Local Anesthetics Flashcards
Describe the general structure of local anesthetics, and key chemical properties of the structures.
Structure: tripartite structure with
1) . Lipophilic aromatic portion: allows the local anesthetic to travel through the plasma membrane.
2) . Intermediate alkyl chain ==> ester or amide moiety (determines side effects & metabolism)
3) . Hydrophilic amine portion: area that can become a cation and therefore bind to the Na channel.
Describe the structural and chemical differences between amide and ester local anesthetics.
Amide anesthetics are significantly bound by the plasma protein α1-acid glycoprotein
•these have a LONGER duration of action than do ester local anesthetics.
•Amides can only be metabolized by the liver- Do not use these kind in liver-failure pts.! Also, can be more toxic because lots of things are broken down by the liver
Esters are primarily hydrolyzed by an esterase (cholinesterase).
Describe the role of pH in determining the effectiveness of local anesthetics.
Local anesthetics are weak bases with pKa values of 7.7 to 9.0 that are partially ionized at pH 7.4:
•Rapid protonation/deprotonation reaction at the N of the amino group so that local anesthetic molecules rapidly interconvert between positively charged and neutral.
•At pH 7.4: more drug molecules are in the charged form than neutral one
Charged form = binds to the local anesthetic binding site
Neutral form = can cross the plasma membrane to reach its site of action
•Tissue acidity decreases the amount of neutral local anesthetic present and requires applied dose to be increased.
Describe the molecular target and structure-based mechanism of action of local anesthetics.
Binding Site for local anesthetic: in a wide region of the water-filled pore of the Na+ channel.
- Ion conduction pathway of the channel is too narrow for the drug to reach its binding site via the extracellular entrance to the channel.
- Main route: when the channel is open and Na ions are rushing in (fast).
- Alternative route: partition into the plasma membrane and cross over to the intracellular compartment due to membrane solubility (slow).
Form that binds: the cationic form
Describe physicochemical properties of local anesthetics that determine potency, onset and of drug action.
- Low potency: procaine
- Medium potency: lidocaine
- High potency: bupivacaine, etidocaine
Potency determined by lipid solubility.
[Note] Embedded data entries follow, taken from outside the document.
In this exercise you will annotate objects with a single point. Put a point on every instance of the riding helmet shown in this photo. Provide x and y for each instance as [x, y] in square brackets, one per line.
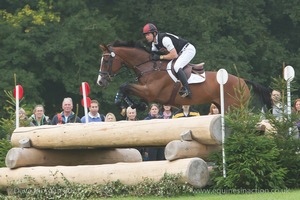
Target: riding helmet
[149, 28]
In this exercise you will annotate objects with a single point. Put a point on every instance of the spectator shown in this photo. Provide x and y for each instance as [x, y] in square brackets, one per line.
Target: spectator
[23, 119]
[213, 110]
[153, 112]
[67, 115]
[277, 108]
[167, 112]
[94, 115]
[154, 153]
[131, 114]
[296, 109]
[38, 118]
[110, 117]
[186, 111]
Larger the percentage of anesthetic bound to protein, the longer the duration of action. Lower pKa = more rapid onset time
Describe methods of local anesthetic application.
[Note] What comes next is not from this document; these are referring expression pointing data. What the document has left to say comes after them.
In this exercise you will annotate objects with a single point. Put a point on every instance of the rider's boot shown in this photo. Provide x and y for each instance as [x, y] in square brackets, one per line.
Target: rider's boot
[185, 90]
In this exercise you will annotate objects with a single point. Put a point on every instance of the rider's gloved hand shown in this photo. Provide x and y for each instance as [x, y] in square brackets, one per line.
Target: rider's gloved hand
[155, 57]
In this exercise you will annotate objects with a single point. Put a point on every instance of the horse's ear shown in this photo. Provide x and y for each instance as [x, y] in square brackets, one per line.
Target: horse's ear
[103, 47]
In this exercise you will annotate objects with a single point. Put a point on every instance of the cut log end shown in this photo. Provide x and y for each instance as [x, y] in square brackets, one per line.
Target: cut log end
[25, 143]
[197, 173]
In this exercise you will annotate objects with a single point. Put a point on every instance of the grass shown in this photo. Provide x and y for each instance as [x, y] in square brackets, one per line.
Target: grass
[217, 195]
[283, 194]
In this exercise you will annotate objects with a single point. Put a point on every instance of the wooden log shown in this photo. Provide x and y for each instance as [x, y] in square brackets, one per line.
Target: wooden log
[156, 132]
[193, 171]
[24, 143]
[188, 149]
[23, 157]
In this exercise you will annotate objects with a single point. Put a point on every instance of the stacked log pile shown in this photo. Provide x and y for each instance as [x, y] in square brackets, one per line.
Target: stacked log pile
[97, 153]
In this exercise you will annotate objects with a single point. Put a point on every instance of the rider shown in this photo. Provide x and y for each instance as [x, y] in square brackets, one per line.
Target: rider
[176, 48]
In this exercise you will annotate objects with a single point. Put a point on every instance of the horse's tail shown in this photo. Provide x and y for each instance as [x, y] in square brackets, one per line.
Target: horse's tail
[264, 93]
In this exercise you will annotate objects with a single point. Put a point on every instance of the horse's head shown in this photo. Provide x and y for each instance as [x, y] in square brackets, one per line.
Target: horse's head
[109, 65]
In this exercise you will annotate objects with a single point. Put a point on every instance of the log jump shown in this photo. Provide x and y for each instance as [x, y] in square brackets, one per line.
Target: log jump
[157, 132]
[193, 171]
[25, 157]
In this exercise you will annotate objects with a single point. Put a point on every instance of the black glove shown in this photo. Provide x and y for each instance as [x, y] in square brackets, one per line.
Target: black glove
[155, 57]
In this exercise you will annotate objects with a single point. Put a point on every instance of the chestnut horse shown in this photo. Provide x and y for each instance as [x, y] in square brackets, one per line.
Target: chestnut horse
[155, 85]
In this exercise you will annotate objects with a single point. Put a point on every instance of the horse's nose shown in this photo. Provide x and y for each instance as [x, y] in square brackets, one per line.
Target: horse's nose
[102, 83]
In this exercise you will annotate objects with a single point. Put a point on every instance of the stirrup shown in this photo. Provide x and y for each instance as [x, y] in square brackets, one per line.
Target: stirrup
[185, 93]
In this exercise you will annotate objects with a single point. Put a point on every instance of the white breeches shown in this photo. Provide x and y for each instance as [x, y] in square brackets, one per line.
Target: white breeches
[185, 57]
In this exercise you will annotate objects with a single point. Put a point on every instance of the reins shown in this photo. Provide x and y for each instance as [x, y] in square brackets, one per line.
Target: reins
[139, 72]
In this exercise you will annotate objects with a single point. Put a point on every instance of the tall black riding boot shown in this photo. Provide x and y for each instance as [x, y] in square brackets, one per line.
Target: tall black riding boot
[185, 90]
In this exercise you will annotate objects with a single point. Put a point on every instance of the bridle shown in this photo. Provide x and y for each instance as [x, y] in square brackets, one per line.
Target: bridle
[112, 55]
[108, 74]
Topical Infiltration (injection) Nerve block Intravenous regional (Bier's block) Spinal anesthesia Epidural
Describe the rationale for use of a vasoconstrictor with a local anesthetic
Co-utilization of a vasoconstrictor: the vasoconstrictor prolongs the duration of conduction blockade by reducing blood flow in the vicinity of the injection to retard systemic absorption of the anesthetic.
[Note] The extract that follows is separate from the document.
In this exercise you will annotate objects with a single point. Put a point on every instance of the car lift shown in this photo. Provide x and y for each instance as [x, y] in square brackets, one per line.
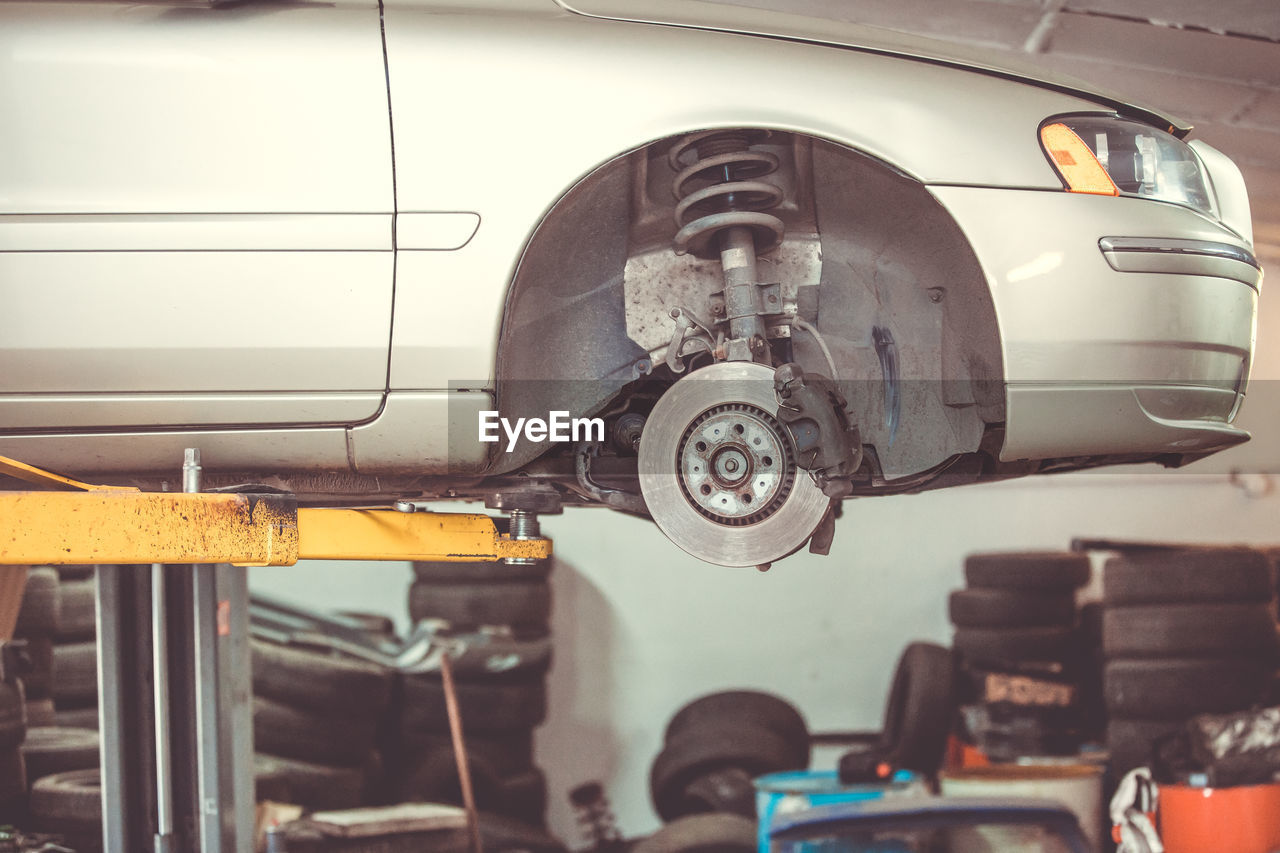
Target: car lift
[173, 656]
- Epinephrine is usually used.
- Prevents plasma anesthetic levels from rising to potentially toxic levels.
- Cocaine is the only anesthetic that you do not need a vasoconstrictor with.
Describe side effects of local anesthetics (overdose)
- Convulsions via action on inhibitory interneurons of the CNS (they cross blood-brain barrier).
- Interfere with autonomic nervous system function (why use epinephrine).
- Act on the heart in a pro-arrhythmic method – especially bupivacaine.
- Vascular smooth muscle actions – significant arteriolar dilation
- Fetal damage
- Inhibit neuromuscular transmission – block nicotinic Ach receptors.
- Allergy
Describe how local anesthetics differ in action from tetrodotoxin and saxitoxin.
Two most potents toxins known: tetrodoxin + saxitoxin
- Both act to bind and block the extracellular entrance of voltage-gated Na+ channels.
- Na channels in nerve and muscle have nanomolar affinity for these 2 toxins
- people die from paralyzed respiratory muscles, not heart.